ECHO macro causes CLI tool to crash at runtime (Windows)

[1ndahous3]

The bug was discovered when the CLI tool crashed while loading a simple invalid rule:

rule test{
    strings:
        $s = /\
}

Actually MSVC CRT parameter validation failed at runtime:

>   yara64.exe!_write_nolock(int fh, const void * buffer, unsigned int buffer_size, __crt_cached_ptd_host & ptd)
    yara64.exe!_write_internal(int fh, const void * buffer, unsigned int size, __crt_cached_ptd_host & ptd)
    yara64.exe!__acrt_stdio_flush_nolock(_iobuf * public_stream, __crt_cached_ptd_host & ptd)
    yara64.exe!__acrt_stdio_end_temporary_buffering_nolock(bool flag, _iobuf * public_stream, __crt_cached_ptd_host & ptd)
    yara64.exe!__acrt_stdio_temporary_buffering_guard::~__acrt_stdio_temporary_buffering_guard()
    yara64.exe!_fwrite_internal::__l2::<lambda>()
    yara64.exe!__crt_seh_guarded_call<unsigned __int64>::operator()<void <lambda>(void),unsigned __int64 <lambda>(void) &,void <lambda>(void)>(__acrt_lock_stream_and_call::__l2::void <lambda>(void) && setup, _fwrite_internal::__l2::unsigned __int64 <lambda>(void) & action, __acrt_lock_stream_and_call::__l2::void <lambda>(void) && cleanup)
    yara64.exe!__acrt_lock_stream_and_call<unsigned __int64 <lambda>(void)>(_iobuf * const stream, _fwrite_internal::__l2::unsigned __int64 <lambda>(void) && action)
    yara64.exe!_fwrite_internal(const void * const buffer, const unsigned __int64 size, const unsigned __int64 count, _iobuf * const stream, __crt_cached_ptd_host & ptd)
    yara64.exe!fwrite(const void * buffer, unsigned __int64 size, unsigned __int64 count, _iobuf * stream)
    yara64.exe!yara_yylex(YYSTYPE * yylval_param, void * yyscanner, _YR_COMPILER * compiler)
    yara64.exe!yara_yyparse(void * yyscanner, _YR_COMPILER * compiler)
    yara64.exe!yr_lex_parse_rules_file(_iobuf * rules_file, _YR_COMPILER * compiler)
    yara64.exe!yr_compiler_add_file(_YR_COMPILER * compiler, _iobuf * rules_file, const char * namespace_, const char * file_name)
    yara64.exe!compile_files(_YR_COMPILER * compiler, int argc, const wchar_t * * argv)
    yara64.exe!wmain(int argc, const wchar_t * * argv)

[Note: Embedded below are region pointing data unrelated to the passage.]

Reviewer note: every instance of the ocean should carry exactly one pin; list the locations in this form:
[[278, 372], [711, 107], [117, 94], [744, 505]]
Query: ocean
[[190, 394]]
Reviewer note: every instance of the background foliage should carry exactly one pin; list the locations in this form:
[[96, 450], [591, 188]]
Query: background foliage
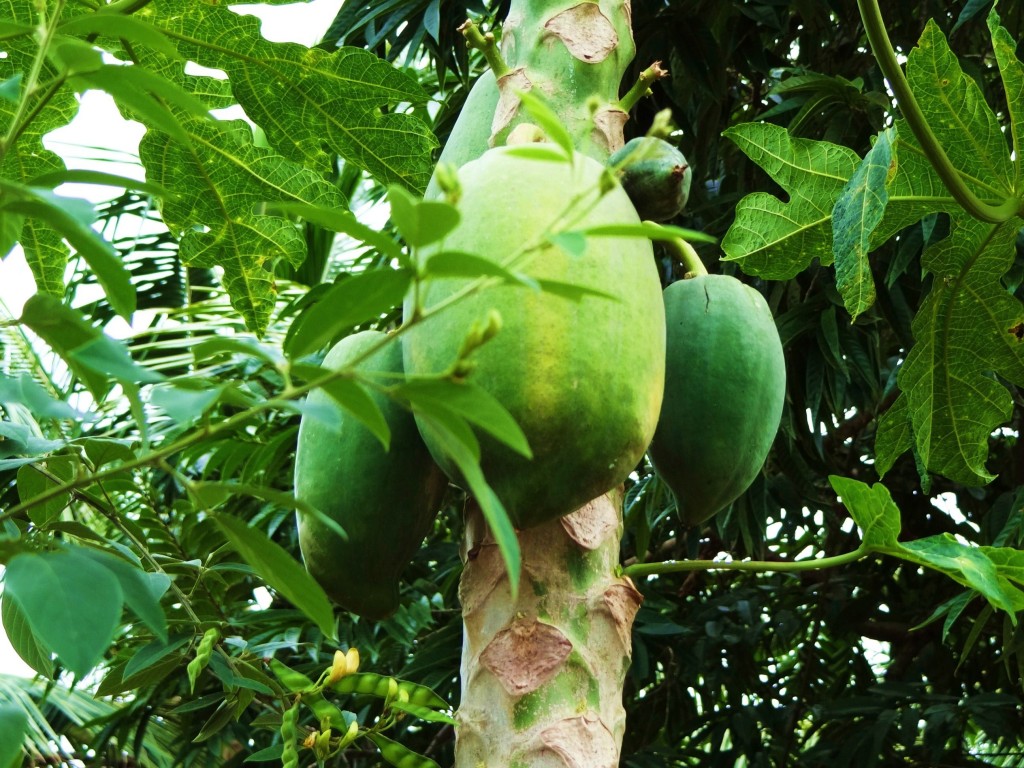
[[880, 662]]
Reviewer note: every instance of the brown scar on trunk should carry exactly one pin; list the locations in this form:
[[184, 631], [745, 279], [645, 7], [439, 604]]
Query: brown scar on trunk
[[525, 655], [586, 32]]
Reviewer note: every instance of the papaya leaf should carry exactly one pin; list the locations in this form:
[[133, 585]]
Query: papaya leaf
[[280, 570], [25, 643], [338, 220], [1012, 72], [969, 565], [45, 250], [222, 179], [855, 216], [347, 303], [955, 110], [872, 509], [967, 328], [775, 240], [24, 389], [72, 603], [893, 436], [312, 103]]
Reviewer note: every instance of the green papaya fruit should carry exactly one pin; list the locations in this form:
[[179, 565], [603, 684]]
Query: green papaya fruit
[[384, 500], [583, 379], [655, 175], [724, 388]]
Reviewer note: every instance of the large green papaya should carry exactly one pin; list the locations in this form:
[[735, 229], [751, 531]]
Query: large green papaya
[[384, 500], [582, 378], [724, 388]]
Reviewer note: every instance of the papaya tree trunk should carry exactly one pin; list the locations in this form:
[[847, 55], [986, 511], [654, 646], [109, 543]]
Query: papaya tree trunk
[[543, 675]]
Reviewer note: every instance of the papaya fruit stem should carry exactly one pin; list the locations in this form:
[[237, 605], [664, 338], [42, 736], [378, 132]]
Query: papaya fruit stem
[[684, 253], [486, 44], [641, 88], [875, 29]]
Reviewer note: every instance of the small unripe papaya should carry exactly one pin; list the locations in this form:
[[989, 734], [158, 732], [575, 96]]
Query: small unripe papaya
[[385, 501], [655, 175], [724, 389]]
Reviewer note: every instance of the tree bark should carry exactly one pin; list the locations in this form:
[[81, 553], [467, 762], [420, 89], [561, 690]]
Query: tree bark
[[543, 675]]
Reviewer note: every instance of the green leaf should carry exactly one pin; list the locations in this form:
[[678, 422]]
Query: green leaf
[[400, 756], [58, 212], [154, 652], [462, 264], [72, 603], [316, 103], [280, 570], [956, 112], [967, 328], [420, 221], [542, 114], [141, 590], [857, 213], [872, 509], [1012, 72], [24, 389], [35, 479], [120, 27], [776, 240], [349, 302], [341, 220], [647, 229], [471, 402], [969, 565], [13, 726], [467, 460], [23, 640], [223, 181]]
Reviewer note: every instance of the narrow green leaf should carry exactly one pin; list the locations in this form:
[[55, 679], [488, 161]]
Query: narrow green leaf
[[13, 726], [349, 302], [420, 221], [494, 511], [72, 603], [542, 114], [856, 214], [647, 229], [341, 220], [280, 570], [472, 403], [104, 355], [462, 264], [24, 389], [154, 652], [100, 255]]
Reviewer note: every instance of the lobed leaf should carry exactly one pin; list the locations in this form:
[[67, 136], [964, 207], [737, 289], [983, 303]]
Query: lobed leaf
[[776, 240]]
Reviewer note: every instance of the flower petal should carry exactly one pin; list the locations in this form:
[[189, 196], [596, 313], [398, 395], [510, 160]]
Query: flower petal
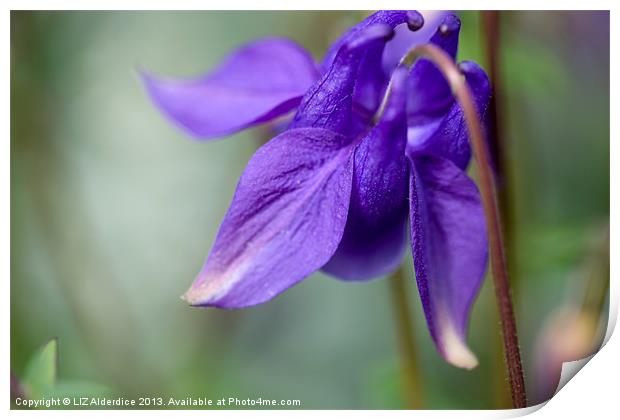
[[391, 18], [448, 136], [374, 239], [449, 245], [431, 95], [372, 78], [285, 221], [258, 82], [329, 102]]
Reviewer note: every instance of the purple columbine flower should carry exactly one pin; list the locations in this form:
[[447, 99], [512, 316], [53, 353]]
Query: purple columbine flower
[[336, 190]]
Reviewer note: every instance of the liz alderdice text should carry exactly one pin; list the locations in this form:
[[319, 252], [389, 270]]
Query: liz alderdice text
[[189, 402]]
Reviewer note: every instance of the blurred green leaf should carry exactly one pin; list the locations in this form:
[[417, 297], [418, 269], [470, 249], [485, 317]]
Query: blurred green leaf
[[42, 370]]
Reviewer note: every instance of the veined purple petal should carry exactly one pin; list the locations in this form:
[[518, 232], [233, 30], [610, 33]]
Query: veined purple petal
[[431, 95], [258, 82], [371, 79], [405, 39], [329, 102], [449, 245], [391, 18], [374, 239], [447, 136], [285, 221]]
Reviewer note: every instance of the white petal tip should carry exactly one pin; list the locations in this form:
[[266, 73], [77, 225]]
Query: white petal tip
[[455, 351], [461, 357]]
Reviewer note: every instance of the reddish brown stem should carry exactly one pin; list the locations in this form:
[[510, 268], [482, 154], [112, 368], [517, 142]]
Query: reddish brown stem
[[489, 201]]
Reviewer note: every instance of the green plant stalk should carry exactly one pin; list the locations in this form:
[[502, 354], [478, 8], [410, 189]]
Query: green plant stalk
[[411, 378], [461, 91]]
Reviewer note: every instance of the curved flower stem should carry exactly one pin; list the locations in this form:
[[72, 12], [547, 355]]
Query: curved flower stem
[[489, 201], [412, 384]]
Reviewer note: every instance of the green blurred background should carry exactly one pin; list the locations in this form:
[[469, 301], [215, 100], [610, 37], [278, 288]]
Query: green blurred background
[[113, 211]]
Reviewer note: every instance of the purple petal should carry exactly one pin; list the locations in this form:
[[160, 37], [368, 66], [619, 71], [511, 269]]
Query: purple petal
[[405, 39], [372, 78], [329, 102], [391, 18], [375, 239], [431, 95], [258, 82], [447, 136], [449, 245], [285, 221]]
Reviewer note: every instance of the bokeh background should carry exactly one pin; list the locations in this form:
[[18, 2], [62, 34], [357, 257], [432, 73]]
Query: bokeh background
[[113, 211]]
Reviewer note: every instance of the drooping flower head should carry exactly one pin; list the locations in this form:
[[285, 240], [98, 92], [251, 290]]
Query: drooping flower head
[[337, 190]]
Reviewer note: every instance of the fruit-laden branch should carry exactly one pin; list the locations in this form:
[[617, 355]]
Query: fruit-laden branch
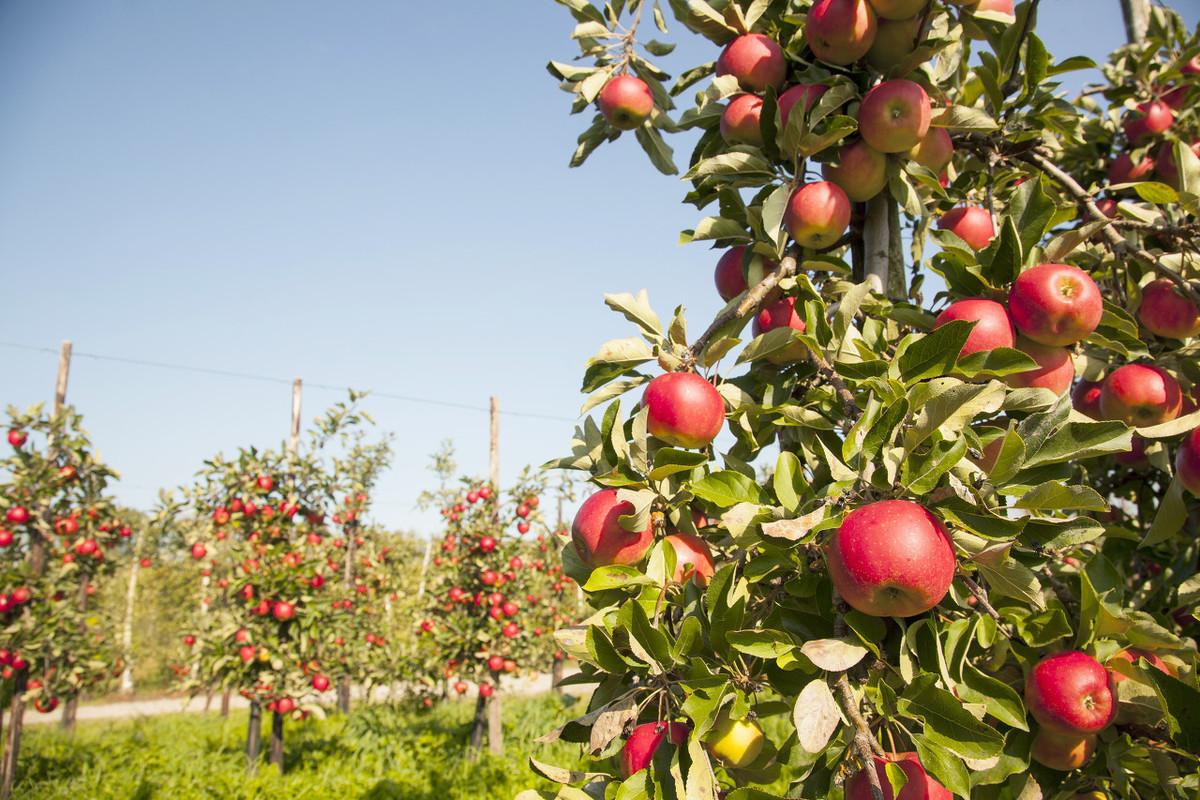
[[750, 304]]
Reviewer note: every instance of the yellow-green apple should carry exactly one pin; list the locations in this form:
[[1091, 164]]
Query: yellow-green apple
[[739, 269], [935, 151], [1055, 370], [741, 120], [781, 313], [1071, 692], [625, 102], [894, 41], [1055, 304], [735, 743], [861, 170], [970, 223], [645, 740], [1140, 395], [1165, 311], [683, 409], [898, 8], [840, 31], [919, 785], [808, 92], [1062, 751], [1187, 462], [755, 60], [1123, 170], [1086, 398], [993, 328], [817, 215], [1150, 119], [894, 115], [891, 558], [598, 535], [694, 559]]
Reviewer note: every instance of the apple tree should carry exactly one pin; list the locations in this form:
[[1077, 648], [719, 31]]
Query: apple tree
[[856, 539]]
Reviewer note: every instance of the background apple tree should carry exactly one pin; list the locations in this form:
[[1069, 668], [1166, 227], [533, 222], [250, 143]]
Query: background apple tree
[[946, 542]]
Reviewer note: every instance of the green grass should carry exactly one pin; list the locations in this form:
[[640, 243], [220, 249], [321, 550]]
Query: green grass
[[377, 753]]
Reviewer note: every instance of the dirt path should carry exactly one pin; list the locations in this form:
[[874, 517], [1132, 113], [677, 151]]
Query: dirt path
[[160, 705]]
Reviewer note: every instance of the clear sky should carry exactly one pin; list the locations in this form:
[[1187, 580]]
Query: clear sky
[[369, 193]]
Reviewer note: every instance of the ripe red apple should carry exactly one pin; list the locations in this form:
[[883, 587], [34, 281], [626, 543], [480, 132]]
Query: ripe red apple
[[993, 326], [1086, 398], [894, 41], [921, 785], [781, 313], [1055, 304], [694, 559], [1140, 395], [898, 8], [1062, 752], [1150, 119], [840, 31], [598, 535], [970, 223], [735, 274], [755, 60], [935, 151], [1123, 170], [1072, 693], [861, 170], [741, 120], [625, 102], [891, 558], [894, 115], [1056, 368], [1165, 311], [1187, 462], [807, 92], [817, 215], [683, 409], [643, 741]]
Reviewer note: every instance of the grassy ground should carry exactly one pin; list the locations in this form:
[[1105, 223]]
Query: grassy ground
[[376, 753]]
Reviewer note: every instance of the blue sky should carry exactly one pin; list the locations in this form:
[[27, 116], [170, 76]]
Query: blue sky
[[371, 194]]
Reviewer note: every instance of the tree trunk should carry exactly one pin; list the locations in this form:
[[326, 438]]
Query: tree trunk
[[253, 737], [1137, 18], [277, 740]]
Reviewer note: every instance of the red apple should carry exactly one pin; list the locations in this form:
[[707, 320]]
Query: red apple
[[935, 151], [1187, 462], [683, 409], [1123, 170], [625, 102], [1140, 395], [993, 328], [1165, 311], [755, 60], [894, 115], [741, 120], [1056, 368], [1062, 752], [781, 313], [891, 558], [598, 535], [840, 31], [1055, 304], [861, 170], [921, 785], [817, 215], [735, 274], [971, 224], [694, 559], [1071, 692], [639, 750]]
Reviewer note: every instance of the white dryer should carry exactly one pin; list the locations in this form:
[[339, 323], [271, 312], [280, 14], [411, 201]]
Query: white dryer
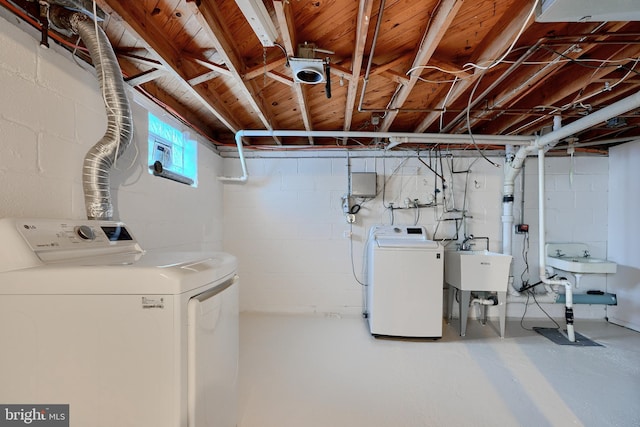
[[404, 282], [126, 338]]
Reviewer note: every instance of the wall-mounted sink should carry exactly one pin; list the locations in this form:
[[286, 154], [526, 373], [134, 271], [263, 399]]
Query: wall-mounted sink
[[477, 270], [575, 258]]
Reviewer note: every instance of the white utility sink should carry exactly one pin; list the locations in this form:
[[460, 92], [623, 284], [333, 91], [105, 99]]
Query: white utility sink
[[477, 270], [575, 258]]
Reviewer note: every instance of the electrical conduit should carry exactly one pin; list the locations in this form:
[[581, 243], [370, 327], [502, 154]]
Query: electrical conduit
[[513, 165]]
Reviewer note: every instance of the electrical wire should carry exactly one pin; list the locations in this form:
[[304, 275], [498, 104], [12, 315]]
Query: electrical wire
[[525, 257]]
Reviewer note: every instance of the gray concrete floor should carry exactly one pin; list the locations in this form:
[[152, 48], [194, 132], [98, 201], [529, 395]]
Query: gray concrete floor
[[308, 371]]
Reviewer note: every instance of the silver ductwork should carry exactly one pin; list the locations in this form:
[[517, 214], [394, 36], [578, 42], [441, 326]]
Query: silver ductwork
[[101, 157]]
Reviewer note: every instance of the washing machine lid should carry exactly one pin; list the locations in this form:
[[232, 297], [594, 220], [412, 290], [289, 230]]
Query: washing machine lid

I then figured out that the ECHO macro called with the \ symbol tries to output 1 character directly to the console. https://github.com/VirusTotal/yara/blob/01032a6cb26313e1838669418186563a4e5cfc2d/libyara/lexer.c#L1183-L1189

Failed CRT runtime check:

    // If the file is open for Unicode, the buffer size must always be even:
    if (fh_textmode == __crt_lowio_text_mode::utf16le || fh_textmode == __crt_lowio_text_mode::utf8)
    {
        _UCRT_VALIDATE_CLEAR_OSSERR_RETURN(ptd, buffer_size % 2 == 0, EINVAL, -1);
    }

So, if we read the fwrite documentation, we see a note:

If either stream or buffer is a null pointer, or if an odd number of bytes to be written is specified in Unicode mode, the function invokes the invalid parameter handler, as described in Parameter validation.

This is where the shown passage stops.